Phil Ivy, the American poker star has been accused of cheating a United Kingdom Casino operator. Ivey, who is one of the world top professional poker player has been accused of earning millions of dollars by cheating at baccarat.

Court papers were filed in Britain’s High Court by the Malaysia-based Genting Group saying that Ivey and an un-named accomplice successfully used a scam to rack up winnings of roughly £7.8 million pounds ($11.9 million) last summer.

The case has shaken the world of professional poker by accusing one of its most charismatic young stars of cheating a major resort and casino operator out of millions of dollars worth of winnings. The game in question took place on Aug. 20-21 at Crockfords, one of London’s oldest and most respected casinos.

The accusation was made public in April when Ivey filed a claim against the Genting Group in London’s High Court. Ivey’s lawyers claim that the casino refused to pay Ivey his winnings after playing baccarat at Crockfords, part of the Genting Group.

The casino’s legal representation responded in court Tuesday by accusing Ivey of cheating, saying that his winnings were invalid because they were “based upon illegal acts.”

Ivey’s lawyers issued a statement on Wednesday that denied any misconduct on his part.

The statement said, “The fact that I have issued a lawsuit in the face of what they are alleging says everything about how comfortable I am with my conduct and the validity of my win. Any allegations of wrongdoing by Crockfords are denied by me in the very strongest of terms.”

The 37 year old poker professional has had a fantastically successful run. He has won numerous World Series of Poker Championship bracelets. The charismatic Ivey has attracted a huge fan base and he has been active with several charities since winning millions of dollars at poker.

The court papers submitted by the Genting Group casino said that Ivey’s “illegal acts” voided his claimed winnings. It has been alleged that he had a “significant advantage” over the casino by using improper means to determine whether the first card being dealt in the baccarat hands would be a powerful or weak one, allowing him to place his bets accordingly.
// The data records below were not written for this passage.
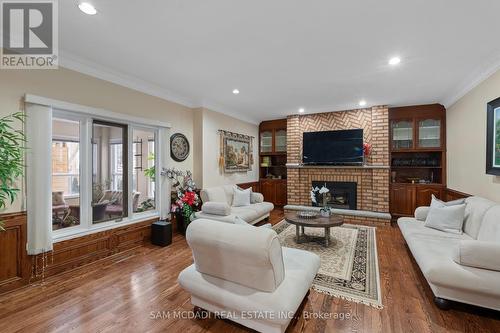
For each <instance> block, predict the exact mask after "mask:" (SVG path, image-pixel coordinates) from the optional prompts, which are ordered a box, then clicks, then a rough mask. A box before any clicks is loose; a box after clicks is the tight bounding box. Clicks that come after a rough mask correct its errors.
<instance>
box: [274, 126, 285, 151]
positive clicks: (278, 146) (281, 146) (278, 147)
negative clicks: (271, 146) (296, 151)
mask: <svg viewBox="0 0 500 333" xmlns="http://www.w3.org/2000/svg"><path fill="white" fill-rule="evenodd" d="M274 150H275V152H277V153H282V152H286V130H277V131H276V132H275V136H274Z"/></svg>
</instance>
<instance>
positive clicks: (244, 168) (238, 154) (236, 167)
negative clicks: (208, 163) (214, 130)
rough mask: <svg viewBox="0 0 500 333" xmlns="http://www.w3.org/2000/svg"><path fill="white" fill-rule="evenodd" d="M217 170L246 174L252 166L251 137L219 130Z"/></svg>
mask: <svg viewBox="0 0 500 333" xmlns="http://www.w3.org/2000/svg"><path fill="white" fill-rule="evenodd" d="M219 135H220V156H219V168H220V169H221V171H224V172H247V171H250V170H252V165H253V139H254V137H253V136H249V135H244V134H238V133H233V132H229V131H225V130H219Z"/></svg>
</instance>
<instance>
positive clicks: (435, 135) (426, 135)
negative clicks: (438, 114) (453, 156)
mask: <svg viewBox="0 0 500 333" xmlns="http://www.w3.org/2000/svg"><path fill="white" fill-rule="evenodd" d="M418 147H419V148H439V147H441V120H439V119H421V120H419V121H418Z"/></svg>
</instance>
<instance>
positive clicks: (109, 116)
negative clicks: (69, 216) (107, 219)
mask: <svg viewBox="0 0 500 333" xmlns="http://www.w3.org/2000/svg"><path fill="white" fill-rule="evenodd" d="M25 101H26V102H29V103H34V104H41V105H50V106H52V108H53V117H54V118H62V119H68V120H73V121H79V122H80V225H78V226H74V227H68V228H64V229H58V230H54V231H53V232H52V238H53V241H54V242H59V241H63V240H67V239H72V238H76V237H81V236H85V235H88V234H92V233H95V232H99V231H104V230H109V229H113V228H117V227H123V226H126V225H129V224H134V223H138V222H142V221H145V220H147V219H151V218H156V217H159V215H160V214H159V203H160V202H161V201H162V200H163V201H166V202H167V201H168V198H169V193H162V192H161V191H160V188H159V182H158V181H157V182H155V194H156V195H155V209H154V210H150V211H146V212H140V213H133V212H132V195H131V193H132V191H133V189H132V179H133V178H132V177H133V175H132V172H133V159H132V158H129V159H128V167H127V172H128V177H129V181H128V182H127V184H128V185H127V187H128V188H127V189H126V190H128V193H129V196H128V201H129V203H128V205H127V206H128V216H127V217H126V218H120V219H117V220H112V221H107V222H102V223H97V224H93V223H92V207H91V204H90V203H91V201H92V160H93V158H92V144H91V138H92V121H93V120H94V119H95V120H102V121H108V122H113V123H117V124H123V125H127V129H128V142H127V148H128V151H129V152H130V153H131V152H132V151H133V149H132V148H133V144H132V142H133V137H132V130H133V129H134V128H137V129H147V130H149V131H151V132H154V134H155V166H156V179H159V177H160V166H159V165H160V161H162V159H164V158H165V157H166V156H168V155H166V156H163V155H162V154H164V152H163V151H167V149H168V147H167V146H166V145H168V143H167V142H163V141H165V140H161V139H160V135H159V130H160V129H162V128H165V129H169V128H170V124H168V123H164V122H161V121H156V120H149V119H143V118H139V117H134V116H127V115H123V114H120V113H115V112H110V111H107V110H101V109H96V108H91V107H86V106H81V105H77V104H71V103H66V102H62V101H57V100H52V99H48V98H44V97H39V96H34V95H26V96H25ZM165 167H166V166H165ZM124 190H125V189H124Z"/></svg>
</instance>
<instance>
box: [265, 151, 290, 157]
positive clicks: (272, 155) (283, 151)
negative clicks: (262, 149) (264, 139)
mask: <svg viewBox="0 0 500 333" xmlns="http://www.w3.org/2000/svg"><path fill="white" fill-rule="evenodd" d="M282 155H283V156H286V151H283V152H274V153H272V152H269V153H260V156H282Z"/></svg>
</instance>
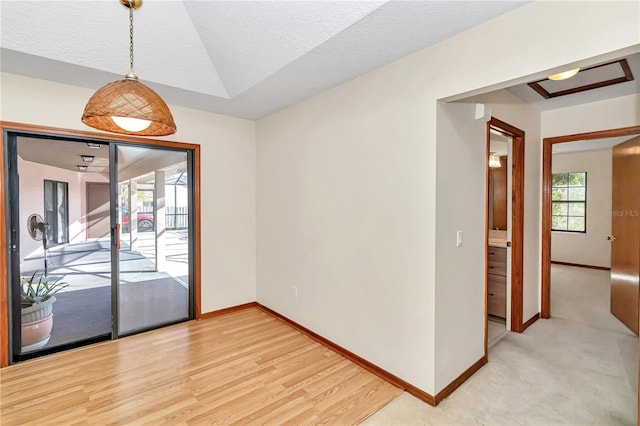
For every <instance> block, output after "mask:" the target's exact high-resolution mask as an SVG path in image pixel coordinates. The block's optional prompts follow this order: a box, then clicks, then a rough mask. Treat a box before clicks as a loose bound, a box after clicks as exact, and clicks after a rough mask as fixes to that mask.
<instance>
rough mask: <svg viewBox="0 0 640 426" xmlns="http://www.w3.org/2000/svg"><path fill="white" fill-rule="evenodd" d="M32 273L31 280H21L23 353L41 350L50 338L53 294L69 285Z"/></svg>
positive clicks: (61, 280) (61, 278)
mask: <svg viewBox="0 0 640 426" xmlns="http://www.w3.org/2000/svg"><path fill="white" fill-rule="evenodd" d="M37 275H38V272H37V271H36V272H34V273H33V275H32V276H31V278H29V279H26V278H24V277H22V278H21V283H20V284H21V289H20V304H21V314H22V321H21V325H22V327H21V329H22V340H21V347H22V351H23V352H28V351H32V350H36V349H40V348H43V347H44V346H45V345H46V344H47V343H48V342H49V338H50V337H51V328H52V327H53V302H55V301H56V298H55V296H54V294H56V293H57V292H59V291H60V290H62V289H63V288H65V287H67V286H68V285H69V284H67V283H65V282H62V278H63V277H58V278H52V277H46V276H44V275H43V274H40V275H39V276H38V277H36V276H37Z"/></svg>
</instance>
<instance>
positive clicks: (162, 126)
mask: <svg viewBox="0 0 640 426" xmlns="http://www.w3.org/2000/svg"><path fill="white" fill-rule="evenodd" d="M119 2H120V3H121V4H122V5H124V6H125V7H127V8H129V73H127V75H125V78H124V80H118V81H114V82H112V83H109V84H107V85H106V86H104V87H101V88H100V89H98V91H97V92H96V93H94V94H93V96H92V97H91V98H90V99H89V102H87V106H85V108H84V113H83V114H82V122H83V123H84V124H86V125H87V126H91V127H93V128H96V129H99V130H106V131H108V132H114V133H123V134H125V135H139V136H165V135H171V134H173V133H175V132H176V124H175V123H174V121H173V116H172V115H171V111H169V107H167V104H166V103H165V102H164V101H163V100H162V98H161V97H160V96H159V95H158V94H157V93H156V92H154V91H153V90H151V89H150V88H149V87H147V86H145V85H144V84H142V83H140V82H139V81H138V76H136V75H135V74H134V72H133V10H134V9H138V8H139V7H140V6H141V5H142V0H119Z"/></svg>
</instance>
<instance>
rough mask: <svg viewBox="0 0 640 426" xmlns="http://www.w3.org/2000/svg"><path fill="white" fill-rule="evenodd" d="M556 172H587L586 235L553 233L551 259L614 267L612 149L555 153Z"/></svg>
mask: <svg viewBox="0 0 640 426" xmlns="http://www.w3.org/2000/svg"><path fill="white" fill-rule="evenodd" d="M551 164H552V172H553V173H570V172H587V232H586V233H585V234H582V233H571V232H552V233H551V260H554V261H557V262H569V263H577V264H580V265H591V266H602V267H605V268H609V267H611V243H610V242H609V241H607V235H611V216H610V212H611V149H610V148H609V149H599V150H594V151H582V152H571V153H562V154H553V161H552V163H551Z"/></svg>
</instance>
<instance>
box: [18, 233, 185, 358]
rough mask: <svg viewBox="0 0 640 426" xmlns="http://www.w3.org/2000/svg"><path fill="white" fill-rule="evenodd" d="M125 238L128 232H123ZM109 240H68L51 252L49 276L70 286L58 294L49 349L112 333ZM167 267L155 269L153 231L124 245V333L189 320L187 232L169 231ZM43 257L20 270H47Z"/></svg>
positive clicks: (122, 244) (30, 260)
mask: <svg viewBox="0 0 640 426" xmlns="http://www.w3.org/2000/svg"><path fill="white" fill-rule="evenodd" d="M122 237H123V238H122V239H123V240H124V239H128V235H126V234H123V236H122ZM110 248H111V247H110V240H109V239H108V238H104V239H95V240H89V241H85V242H82V243H72V244H64V245H61V246H57V247H52V248H50V249H49V250H48V255H47V258H48V276H50V277H59V276H62V277H63V281H65V282H67V283H69V284H70V285H69V286H68V287H67V288H66V289H64V290H63V291H61V292H59V293H57V294H56V302H55V303H54V304H53V315H54V324H53V329H52V331H51V339H50V340H49V343H48V344H47V345H46V347H45V348H52V347H54V346H58V345H62V344H68V343H73V342H76V341H79V340H83V339H88V338H92V337H96V336H100V335H104V334H109V333H111V250H110ZM165 249H166V262H165V268H164V269H165V270H164V271H156V266H155V263H154V260H155V240H154V235H153V233H141V234H139V238H138V245H137V250H135V251H132V250H130V249H129V247H128V245H126V244H124V243H121V249H120V265H119V266H120V280H119V284H120V285H119V287H118V291H119V300H120V305H119V308H120V312H119V332H120V334H126V333H129V332H133V331H136V330H139V329H145V328H150V327H153V326H156V325H161V324H164V323H168V322H172V321H177V320H180V319H186V318H188V316H189V305H188V300H189V297H188V282H189V277H188V265H189V263H188V258H189V256H188V244H187V237H186V231H169V232H167V238H166V245H165ZM43 260H44V259H43V257H42V256H39V257H33V258H29V259H26V260H25V261H24V262H23V263H22V265H21V274H22V275H23V276H31V274H33V272H34V271H38V272H42V271H43V269H44V262H43Z"/></svg>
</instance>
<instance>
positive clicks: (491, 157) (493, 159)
mask: <svg viewBox="0 0 640 426" xmlns="http://www.w3.org/2000/svg"><path fill="white" fill-rule="evenodd" d="M489 167H492V168H494V167H501V165H500V157H498V156H497V155H496V154H494V153H493V152H492V153H491V154H489Z"/></svg>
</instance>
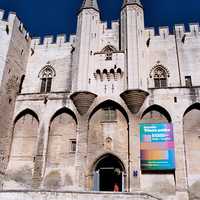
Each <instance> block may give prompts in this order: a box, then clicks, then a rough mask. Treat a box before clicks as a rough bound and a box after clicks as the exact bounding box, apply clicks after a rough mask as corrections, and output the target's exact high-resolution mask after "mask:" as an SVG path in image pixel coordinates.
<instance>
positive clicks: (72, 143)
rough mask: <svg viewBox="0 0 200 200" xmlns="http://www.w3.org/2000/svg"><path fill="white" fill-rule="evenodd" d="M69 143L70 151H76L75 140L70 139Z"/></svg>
mask: <svg viewBox="0 0 200 200" xmlns="http://www.w3.org/2000/svg"><path fill="white" fill-rule="evenodd" d="M70 143H71V149H70V151H71V152H72V153H75V152H76V140H75V139H73V140H71V141H70Z"/></svg>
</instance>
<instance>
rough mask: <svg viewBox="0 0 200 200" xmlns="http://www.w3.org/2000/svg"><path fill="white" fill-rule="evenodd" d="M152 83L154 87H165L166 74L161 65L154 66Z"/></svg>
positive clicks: (166, 82)
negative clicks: (153, 82) (159, 65)
mask: <svg viewBox="0 0 200 200" xmlns="http://www.w3.org/2000/svg"><path fill="white" fill-rule="evenodd" d="M154 85H155V88H166V87H167V74H166V72H165V70H164V69H163V68H161V67H158V68H156V69H155V71H154Z"/></svg>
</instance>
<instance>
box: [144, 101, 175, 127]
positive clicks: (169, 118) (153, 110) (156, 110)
mask: <svg viewBox="0 0 200 200" xmlns="http://www.w3.org/2000/svg"><path fill="white" fill-rule="evenodd" d="M152 111H157V112H159V113H160V114H162V115H163V116H164V117H165V118H166V119H167V121H168V122H169V123H171V122H172V119H171V116H170V114H169V112H168V111H167V110H166V109H165V108H163V107H162V106H159V105H157V104H154V105H152V106H150V107H148V108H147V109H146V110H145V111H144V112H143V114H142V117H141V119H143V118H144V116H145V115H146V114H147V113H149V112H152Z"/></svg>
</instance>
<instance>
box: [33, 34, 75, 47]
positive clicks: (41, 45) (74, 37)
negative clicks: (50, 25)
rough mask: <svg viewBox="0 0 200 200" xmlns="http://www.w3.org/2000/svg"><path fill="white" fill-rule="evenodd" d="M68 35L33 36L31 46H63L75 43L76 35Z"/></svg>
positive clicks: (49, 35) (42, 46) (72, 44)
mask: <svg viewBox="0 0 200 200" xmlns="http://www.w3.org/2000/svg"><path fill="white" fill-rule="evenodd" d="M66 38H67V37H66V35H65V34H63V35H57V36H56V37H54V36H53V35H49V36H45V37H44V38H40V37H37V38H33V39H32V41H31V47H32V48H33V49H34V48H36V47H37V46H40V47H45V48H49V47H51V46H58V47H61V46H63V45H66V44H69V45H73V44H74V43H75V42H76V35H70V36H69V39H68V40H67V39H66Z"/></svg>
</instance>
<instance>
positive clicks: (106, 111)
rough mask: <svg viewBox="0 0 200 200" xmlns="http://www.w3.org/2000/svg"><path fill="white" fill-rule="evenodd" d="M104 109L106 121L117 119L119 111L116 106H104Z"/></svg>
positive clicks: (105, 119)
mask: <svg viewBox="0 0 200 200" xmlns="http://www.w3.org/2000/svg"><path fill="white" fill-rule="evenodd" d="M103 110H104V117H103V119H104V120H105V121H116V120H117V111H116V109H115V108H114V107H112V106H109V107H105V108H103Z"/></svg>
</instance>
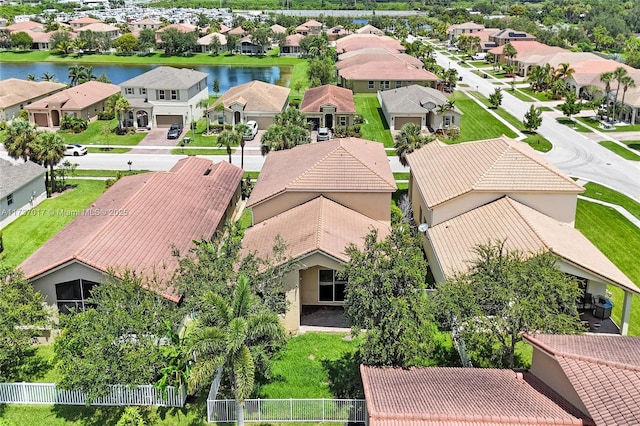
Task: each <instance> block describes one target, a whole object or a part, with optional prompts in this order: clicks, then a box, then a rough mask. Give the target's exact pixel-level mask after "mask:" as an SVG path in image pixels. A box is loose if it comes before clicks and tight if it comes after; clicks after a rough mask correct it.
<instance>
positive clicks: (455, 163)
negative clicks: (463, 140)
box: [407, 136, 640, 334]
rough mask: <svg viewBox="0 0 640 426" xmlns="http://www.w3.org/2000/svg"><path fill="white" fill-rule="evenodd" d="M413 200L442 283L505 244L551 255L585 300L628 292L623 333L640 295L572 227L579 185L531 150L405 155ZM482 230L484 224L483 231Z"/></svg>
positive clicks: (441, 152)
mask: <svg viewBox="0 0 640 426" xmlns="http://www.w3.org/2000/svg"><path fill="white" fill-rule="evenodd" d="M407 161H408V163H409V166H410V167H411V175H410V178H409V198H410V200H411V203H412V208H413V215H414V218H416V221H417V222H418V223H420V224H424V225H425V227H426V231H424V239H423V246H424V249H425V252H426V254H427V258H428V260H429V268H430V269H431V272H432V273H433V276H434V278H435V280H436V282H440V281H443V280H445V279H446V278H447V277H451V276H453V275H454V274H456V273H461V272H465V271H466V270H467V268H468V267H469V261H472V260H474V258H475V253H474V250H473V249H474V248H475V247H476V246H478V245H480V244H487V243H488V242H490V241H496V240H498V241H505V247H506V249H508V250H518V251H520V252H522V253H523V254H525V255H535V254H538V253H541V252H546V251H550V252H552V253H554V254H555V255H556V256H557V257H558V264H557V266H558V268H559V269H560V270H561V271H563V272H565V273H567V274H570V275H573V276H575V277H576V278H577V279H578V281H579V282H580V283H581V286H582V290H583V295H584V296H585V297H586V295H587V294H589V295H604V294H605V292H606V287H607V285H613V286H615V287H618V288H620V289H622V290H623V291H624V292H625V301H624V306H623V309H622V311H623V313H622V321H621V324H620V332H621V333H622V334H626V332H627V330H628V323H629V313H630V309H631V296H632V295H633V294H640V289H639V288H638V287H637V286H636V285H635V284H634V283H633V282H632V281H631V280H630V279H629V278H628V277H627V276H626V275H625V274H624V273H623V272H621V271H620V270H619V269H618V268H617V267H616V266H615V265H614V264H613V263H612V262H611V261H610V260H609V259H608V258H607V257H606V256H604V255H603V254H602V253H601V252H600V251H599V250H598V249H597V248H596V247H595V246H594V245H593V244H592V243H591V242H590V241H589V240H588V239H587V238H586V237H584V236H583V235H582V234H581V233H580V232H579V231H578V230H576V229H575V228H573V223H574V220H575V212H576V206H577V196H578V194H579V193H581V192H583V191H584V188H582V187H581V186H580V185H578V184H576V183H575V182H574V181H573V180H572V179H570V178H569V177H567V176H565V175H564V174H563V173H562V172H561V171H560V170H559V169H557V168H556V167H555V166H553V165H551V164H549V163H548V162H547V161H546V160H544V159H543V158H542V157H541V156H539V155H538V154H537V153H536V152H535V151H534V150H533V149H532V148H530V147H529V146H528V145H527V144H525V143H523V142H519V141H516V140H513V139H510V138H507V137H506V136H502V137H500V138H496V139H489V140H483V141H475V142H466V143H462V144H457V145H445V144H442V143H440V142H439V141H434V142H432V143H429V144H427V145H425V146H424V147H422V148H420V149H418V150H416V151H414V152H413V153H411V154H409V155H408V156H407ZM480 224H481V225H480Z"/></svg>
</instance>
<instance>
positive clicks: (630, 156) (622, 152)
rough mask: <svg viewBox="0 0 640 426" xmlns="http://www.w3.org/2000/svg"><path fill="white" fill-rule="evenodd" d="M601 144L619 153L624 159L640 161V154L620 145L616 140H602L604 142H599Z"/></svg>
mask: <svg viewBox="0 0 640 426" xmlns="http://www.w3.org/2000/svg"><path fill="white" fill-rule="evenodd" d="M599 144H600V145H602V146H604V147H605V148H607V149H608V150H609V151H612V152H615V153H616V154H618V155H619V156H620V157H622V158H624V159H627V160H631V161H640V155H638V154H636V153H635V152H633V151H630V150H628V149H627V148H625V147H622V146H620V145H618V144H617V143H615V142H612V141H602V142H599Z"/></svg>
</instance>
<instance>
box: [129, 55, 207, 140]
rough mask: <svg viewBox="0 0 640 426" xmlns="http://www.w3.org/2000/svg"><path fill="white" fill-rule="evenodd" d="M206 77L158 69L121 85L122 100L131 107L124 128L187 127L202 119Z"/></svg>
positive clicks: (191, 72) (139, 76)
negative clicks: (184, 126)
mask: <svg viewBox="0 0 640 426" xmlns="http://www.w3.org/2000/svg"><path fill="white" fill-rule="evenodd" d="M207 77H208V76H207V73H204V72H200V71H196V70H192V69H189V68H174V67H166V66H161V67H157V68H154V69H152V70H151V71H147V72H146V73H144V74H141V75H139V76H137V77H134V78H132V79H129V80H127V81H125V82H123V83H122V84H121V85H120V86H121V88H122V90H121V93H122V96H124V97H125V98H127V99H128V100H129V104H130V106H131V108H130V110H129V111H128V113H127V117H126V121H127V125H128V126H131V127H135V128H145V127H169V126H171V125H172V124H180V125H183V126H185V127H186V126H187V125H188V124H189V123H191V122H192V121H196V120H199V119H201V118H202V117H203V114H204V113H203V108H202V107H201V106H199V104H200V102H201V101H202V100H208V98H209V87H208V83H207Z"/></svg>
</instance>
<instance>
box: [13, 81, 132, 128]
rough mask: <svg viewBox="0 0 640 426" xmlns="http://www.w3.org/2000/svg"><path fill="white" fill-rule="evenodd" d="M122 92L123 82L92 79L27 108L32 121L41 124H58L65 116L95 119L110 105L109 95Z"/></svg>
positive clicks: (31, 121)
mask: <svg viewBox="0 0 640 426" xmlns="http://www.w3.org/2000/svg"><path fill="white" fill-rule="evenodd" d="M118 92H120V86H116V85H115V84H109V83H102V82H99V81H88V82H86V83H82V84H79V85H77V86H75V87H70V88H68V89H66V90H63V91H61V92H57V93H55V94H53V95H51V96H47V97H46V98H42V99H40V100H38V101H36V102H33V103H32V104H30V105H26V106H25V107H24V109H26V110H27V111H28V112H29V121H30V122H31V123H34V124H35V125H36V126H39V127H58V126H60V120H62V118H63V117H64V116H68V115H70V116H73V117H79V118H84V119H85V120H88V121H94V120H96V119H97V118H98V113H100V112H102V111H104V110H105V109H106V102H107V99H108V98H109V96H111V95H114V94H116V93H118Z"/></svg>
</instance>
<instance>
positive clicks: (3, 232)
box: [0, 180, 105, 265]
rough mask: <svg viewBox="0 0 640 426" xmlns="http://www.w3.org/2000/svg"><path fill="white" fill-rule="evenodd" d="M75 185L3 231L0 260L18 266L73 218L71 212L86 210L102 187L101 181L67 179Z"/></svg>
mask: <svg viewBox="0 0 640 426" xmlns="http://www.w3.org/2000/svg"><path fill="white" fill-rule="evenodd" d="M68 182H69V183H72V184H77V185H78V186H77V187H76V189H73V190H70V191H68V192H66V193H64V194H61V195H58V196H56V197H55V198H50V199H47V200H45V201H43V202H42V203H40V205H38V207H36V208H35V209H34V210H31V211H30V212H29V213H28V214H25V215H23V216H21V217H19V218H18V219H16V220H15V221H14V222H12V223H10V224H9V225H8V226H7V227H5V228H4V229H3V230H2V236H3V240H4V252H3V253H2V255H0V261H1V262H2V263H4V264H7V265H18V264H20V263H22V261H24V260H25V259H26V258H27V257H29V256H30V255H31V254H32V253H33V252H34V251H36V249H38V247H40V246H41V245H42V244H44V243H45V242H46V241H47V240H48V239H49V238H51V237H53V236H54V235H55V234H56V233H57V232H58V231H59V230H60V229H62V228H63V227H64V226H65V225H66V224H67V223H69V222H71V220H72V219H73V218H74V216H73V214H72V213H74V212H77V211H80V210H83V209H85V208H86V207H87V206H88V205H90V204H91V203H92V202H93V201H95V199H96V198H98V197H99V196H100V195H101V194H102V193H103V192H104V190H105V186H104V182H103V181H101V180H76V181H74V180H68Z"/></svg>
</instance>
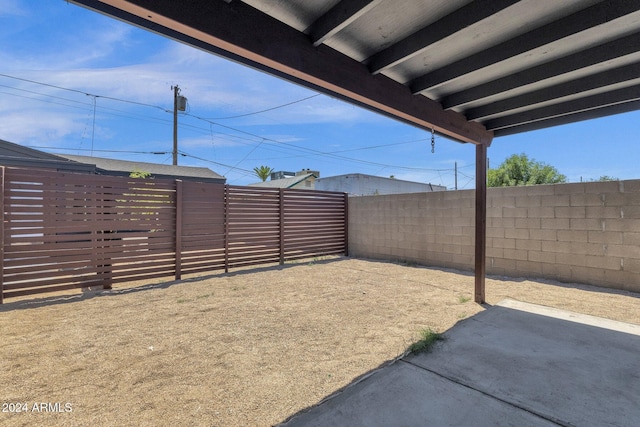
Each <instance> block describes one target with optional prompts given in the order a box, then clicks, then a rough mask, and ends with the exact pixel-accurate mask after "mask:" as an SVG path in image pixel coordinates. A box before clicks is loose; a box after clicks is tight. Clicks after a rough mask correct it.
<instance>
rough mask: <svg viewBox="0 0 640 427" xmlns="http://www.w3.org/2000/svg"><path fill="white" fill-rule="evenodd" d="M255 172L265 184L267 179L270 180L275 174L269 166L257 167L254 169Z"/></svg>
mask: <svg viewBox="0 0 640 427" xmlns="http://www.w3.org/2000/svg"><path fill="white" fill-rule="evenodd" d="M253 171H254V172H255V173H256V175H257V176H258V178H260V179H261V180H262V182H264V181H266V180H267V178H269V176H270V175H271V172H273V169H272V168H270V167H269V166H259V167H258V166H256V167H255V168H253Z"/></svg>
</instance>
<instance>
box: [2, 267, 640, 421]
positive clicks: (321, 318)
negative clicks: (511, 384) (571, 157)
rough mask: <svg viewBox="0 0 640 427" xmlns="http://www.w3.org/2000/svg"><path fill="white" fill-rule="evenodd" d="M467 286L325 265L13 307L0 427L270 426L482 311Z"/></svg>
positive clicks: (601, 299) (471, 282) (8, 346)
mask: <svg viewBox="0 0 640 427" xmlns="http://www.w3.org/2000/svg"><path fill="white" fill-rule="evenodd" d="M473 282H474V281H473V276H472V275H469V274H467V273H460V272H454V271H443V270H438V269H428V268H423V267H415V266H406V265H400V264H393V263H385V262H377V261H368V260H360V259H343V258H333V259H325V260H322V261H311V262H309V261H307V262H300V263H295V264H286V265H284V266H272V267H265V268H253V269H247V270H242V271H235V272H231V273H230V274H221V273H217V274H215V275H210V276H200V277H191V278H187V279H185V280H183V281H181V282H169V281H165V282H160V283H155V284H148V283H147V284H134V285H135V286H134V287H127V288H125V287H120V288H118V287H116V288H115V289H114V290H112V291H91V292H84V293H82V294H81V293H80V292H75V293H73V294H70V293H67V294H64V295H62V294H61V295H58V296H55V297H47V298H34V297H31V298H24V299H21V300H9V301H8V302H5V304H4V305H3V306H1V307H0V328H2V331H3V333H2V346H1V350H0V384H2V386H1V388H0V402H1V403H2V413H0V424H1V425H3V426H33V425H39V426H47V425H50V426H72V425H73V426H79V425H83V426H87V425H95V426H106V425H121V426H129V425H132V426H133V425H135V426H170V425H173V426H178V425H194V426H199V425H202V426H205V425H206V426H211V425H215V426H249V425H258V426H262V425H273V424H277V423H279V422H281V421H284V420H285V419H287V418H288V417H289V416H291V415H293V414H295V413H296V412H298V411H300V410H301V409H303V408H305V407H308V406H310V405H314V404H316V403H318V402H319V401H320V400H321V399H323V398H324V397H326V396H328V395H330V394H331V393H333V392H335V391H336V390H338V389H340V388H341V387H344V386H346V385H348V384H349V383H350V382H352V381H353V380H354V379H356V378H357V377H359V376H361V375H363V374H366V373H367V372H369V371H371V370H372V369H374V368H376V367H378V366H380V365H381V364H384V363H385V362H387V361H390V360H392V359H394V358H396V357H397V356H399V355H401V354H402V353H403V352H404V351H405V350H406V348H407V347H408V346H409V345H410V344H411V343H412V342H413V341H415V340H416V339H417V336H418V333H419V331H420V330H421V329H423V328H427V327H429V328H432V329H435V330H437V331H439V332H444V331H446V330H447V329H449V328H451V327H452V326H453V325H454V324H455V323H456V322H458V321H460V320H461V319H465V318H468V317H470V316H473V315H474V314H476V313H478V312H479V311H482V310H484V309H485V308H484V307H482V306H480V305H478V304H475V303H474V302H473V298H472V296H473ZM130 286H131V285H130ZM507 297H509V298H513V299H517V300H521V301H526V302H531V303H537V304H542V305H546V306H552V307H557V308H561V309H567V310H571V311H576V312H580V313H585V314H591V315H595V316H601V317H606V318H610V319H615V320H621V321H626V322H631V323H636V324H638V323H640V294H631V293H628V292H622V291H612V290H608V289H603V288H595V287H589V286H578V285H560V284H557V283H555V284H554V283H545V282H541V281H529V280H515V281H511V280H501V279H496V278H490V279H488V280H487V301H488V303H489V304H495V303H497V302H499V301H501V300H502V299H504V298H507ZM42 404H44V405H42ZM25 409H26V412H25ZM18 410H20V411H22V412H17V411H18Z"/></svg>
The court papers explain that Punto Banco Baccarat is played with six or eight decks of cards placed in what is called a dealing “shoe.” The goal in each hand, which consists of two or three cards, is to get closest to nine — the best first cards are a 7, 8 or 9 since a 10 or a picture card counts as zero.

Players can bet that they will win, that the bank will win, or that the hand will be a tie.

The casino alleges that Ivey and his accomplice, after some trial and error, found a “shoe” that contained decks of cards with an asymmetrical design. The two were then able to convince the dealer, after cards were revealed, to turn the card either sideways or end over end. The staff were not suspicious because the accomplice, who spoke Cantonese with the dealers, acted like she was just superstitious and only changing the way the cards lay for good luck.

It was this action, the casino claims, that caused the dealer to inadvertently sort the cards so that 7, 8 and 9 cards were distinguishable from others. Ivey sustained his success by asking that the cards be shuffled automatically by a machine, which meant the way the cards were arranged was not altered as the game progressed.

The casino also alleges that Ivey specifically asked for an Asian dealer so his accomplice could communicate with the dealer in a language not understood by the rest of the casino staff.